Infeksi HIV (AIDS) disebabkan oleh HIV (Human Immunodeficiency Virus tipe I, II), merupakan infeksi umum yang ditularkan melalui kontak sexual , dan pada dasarnya berjalan secara kronis bertahap. Pada stadium lanjut menyebabkan gangguan fungsional yang berat pada system imun, kerusakan organ lain dan neoplasma sampai saat ini belum dapat diobati. Human Immunodeficiency Virus, atau HIV, adalah virus yang menyebabkan AIDS (Acquired Immune Deficiency Syndrome). HIV secara drastis dapat menurunkan sistem kekebalan tubuh, sehingga memungkinkan penyakit, bakteri, virus, dan infeksi lainnya menyerang tubuh Anda.
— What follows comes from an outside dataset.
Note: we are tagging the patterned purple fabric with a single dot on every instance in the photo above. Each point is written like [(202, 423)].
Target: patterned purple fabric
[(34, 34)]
Tidak seperti virus lainnya, tubuh Anda tidak bisa menyingkirkan HIV sepenuhnya. Jika Anda terinfeksi HIV, Anda akan memilikinya sepanjang hidup.AIDS adalah kondisi yang paling parah dari penyakit HIV dan ditandai dengan munculnya penyakit lain, seperti kanker dan berbagai infeksi, yang muncul seiring dengan melemahnya sistem kekebalan tubuh Anda.Seberapa umumkah HIV dan AIDS?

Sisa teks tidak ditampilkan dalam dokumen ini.